Choose when adding each camera. When you add a camera to scOS, you're presented with clear model selection: MotionX (motion detection), ObjecTron (object recognition), and Syne (scene understanding). Choose which models this camera contributes to—or none at all. Each camera has its own settings.
Three specialised AI models. MotionX improves motion detection accuracy—reducing false alerts from shadows, trees, and weather. ObjecTron enhances object and vehicle recognition—better distinguishing cars from bikes from vans. Syne develops scene understanding for context-aware alerts—knowing when activity is unusual for the time and location.
Different cameras, different settings. Your front drive camera might contribute to all three models—it sees vehicles, people, and varied activity. Your back garden camera might only contribute to MotionX—motion detection is useful, but you don't need vehicle recognition there. Your front door camera might contribute to nothing—complete privacy for that location.
Per-camera contribution dashboard. See exactly what each camera contributes: "Front Drive → MotionX: 47 motion events. ObjecTron: 23 vehicle clips (plates masked). Syne: 12 scene clips. Back Garden → MotionX only: 31 motion events." Complete visibility per camera, per model.
Change settings anytime. Added a camera with no contributions but changed your mind? Enable models anytime. Want to stop ObjecTron contributions from your driveway? Disable it for that camera—previously contributed footage deleted from ObjecTron training. Settings always under your control.

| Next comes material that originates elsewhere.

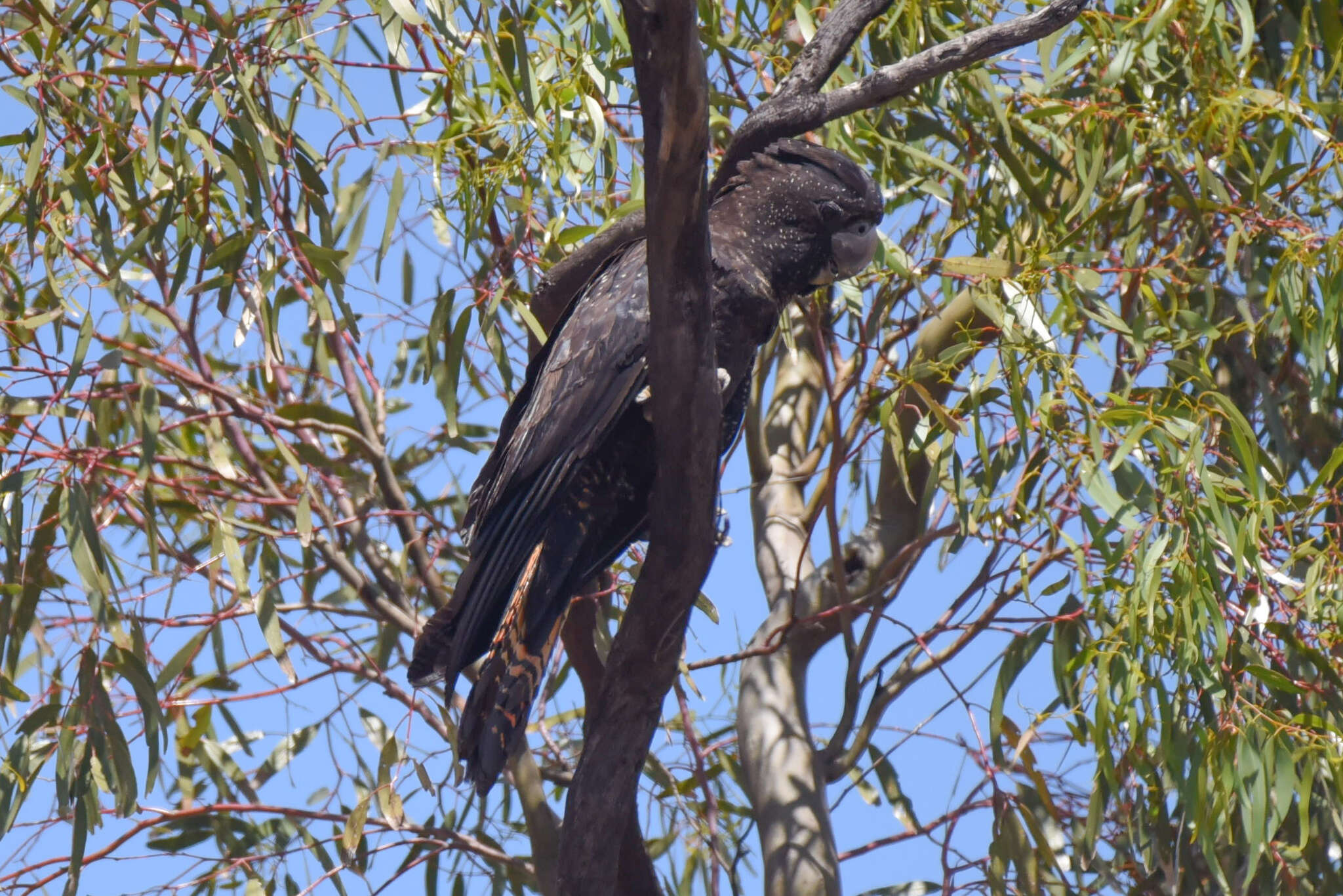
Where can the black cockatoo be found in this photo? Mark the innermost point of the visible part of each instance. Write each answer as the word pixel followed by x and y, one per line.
pixel 566 490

Never sold to third parties. MotionX, ObjecTron, and Syne are scOS-exclusive models. Never licensed to other companies. Never sold as training datasets. Your contributions improve scOS for all users—not commercial products sold elsewhere.
Privacy-Preserving Training Techniques
Even when you voluntarily contribute, scOS uses privacy-preserving AI training methods when possible.

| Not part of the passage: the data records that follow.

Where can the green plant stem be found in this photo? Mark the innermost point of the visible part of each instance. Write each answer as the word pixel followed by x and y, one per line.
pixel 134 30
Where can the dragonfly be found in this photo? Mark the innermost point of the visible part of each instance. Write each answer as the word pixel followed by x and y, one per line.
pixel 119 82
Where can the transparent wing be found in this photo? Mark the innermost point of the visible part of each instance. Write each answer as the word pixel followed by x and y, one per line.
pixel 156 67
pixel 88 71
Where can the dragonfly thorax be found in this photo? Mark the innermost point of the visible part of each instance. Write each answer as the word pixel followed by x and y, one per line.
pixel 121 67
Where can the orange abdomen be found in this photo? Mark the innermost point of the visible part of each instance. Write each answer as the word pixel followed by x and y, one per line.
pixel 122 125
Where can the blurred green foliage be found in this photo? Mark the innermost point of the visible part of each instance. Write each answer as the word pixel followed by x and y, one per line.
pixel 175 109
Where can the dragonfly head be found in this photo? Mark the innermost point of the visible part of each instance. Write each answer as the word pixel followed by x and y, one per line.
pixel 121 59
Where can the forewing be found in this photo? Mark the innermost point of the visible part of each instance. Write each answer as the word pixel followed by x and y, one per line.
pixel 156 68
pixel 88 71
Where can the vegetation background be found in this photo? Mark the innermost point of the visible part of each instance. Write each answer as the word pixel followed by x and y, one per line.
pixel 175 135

Federated learning keeps data local. Instead of centralizing footage for training, federated learning trains models across devices without data leaving properties. Your hub participates in training locally, contributes model updates (not footage) to central server. Learning happens without footage centralization.
Differential privacy prevents individual extraction. Training techniques that ensure individual contributions cannot be extracted from final models. AI learns from aggregate patterns across many contributors—but specific contributors' footage cannot be recovered from trained model. Privacy protection even within training dataset.
Automatic anonymization before contribution. When footage is contributed, privacy-sensitive elements are automatically removed: faces blurred unless facial recognition training specifically opted-in, license plates masked unless ANPR training enabled, audio stripped unless sound detection training selected. Minimize privacy exposure even with voluntary contribution.
Synthetic data reduces real footage needs. scOS invests heavily in synthetic training data—AI-generated footage that looks realistic but contains no real people or properties. Synthetic data reduces how much real customer footage is needed for AI improvement. Less reliance on customer contributions.
Time-limited retention of contributions. Contributed footage used for training, then deleted after model training completes. Not retained indefinitely as permanent training archive. Temporary contribution for specific training purposes, then erased.
What Each Model Does
Each AI model you can contribute to has a specific purpose in making scOS smarter.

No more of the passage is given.